The Ham Funeral

...Now none of this would matter at all had Patrick White the one gift essential for the theatre: that of riveting our attention, involving us in his action, and allowing our imaginations some explosion, at the very least, some happening. His play does everything it can to prevent our being enmeshed in it. His young-man chorus stands outside the action at the opening, then is in it; he soliloquises within the play about life and time and the cruelty of things and events; engaged in a scene with his landlord and landlady, he will address us in coy asides as well. There seems no action, no thought, which can come out to us unaccompanied by its obligatory metaphor or commentary. Most of these come from the young man, alternately called Jack or Fred, and it says much for the restraint and tact of Grant Tilly's playing that one didn't shy a boot at him.

The Glass Menagerie shows us, in devoted recall, a young man finding his vocation as a writer; The Ham Funeral attempts a similar excavation only to prove to us that though Patrick White is certainly a writer, it will not be for theatre. He constantly muzzes his conventions. He harangues us through his characters, underlining, underscoring; no character can speak for himself, except the landlord, who barely speaks at all.

All this is the territory f the novelist whose stream of words can take his reader where he wishes and as far as the reader wants to go. A novelist fills in the spaces between his characters' dialogue and this may be its best part; if a playwright does this, attention flees.

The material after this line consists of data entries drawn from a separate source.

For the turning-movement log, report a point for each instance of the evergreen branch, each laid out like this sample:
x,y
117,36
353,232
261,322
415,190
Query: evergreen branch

"The chief problem", writes Patrick White in his note to the Adelaide production of 1961, repeated here, "was how to project a highly introspective character on the stage without impeding dramatic progress". More than chief: this problem is insoluble, given Mr White's attitude to the drama and his audience. The Glass Menagerie, faced with exactly this aesthetic problem, shows what must be done: that the two worlds of narrator facing audience, and the action he is talking of and will become part of, must be absolutely separate and distinct....

...With all this, disliking the play so much I must now say that the parts of Mrs Lusty and her ventripotent, somnolent, stertorous husband could only have been written by a major writer; they are displaced persons from what might have been a powerful short story. The incident of the foetus in the dustbin is genuinely horrifying, marred only the the young man's sententious commentary. And the summoning of the mourners after the landlord's death was gripping, and finely produced by Miss Millar....

...Patrick White may well be a major novelist; for those who think so, I recommend a visit as an act of piety to their hero. I think after seeing it, they may share my relief that he, like Thomas Wolfe, deserted the theatre.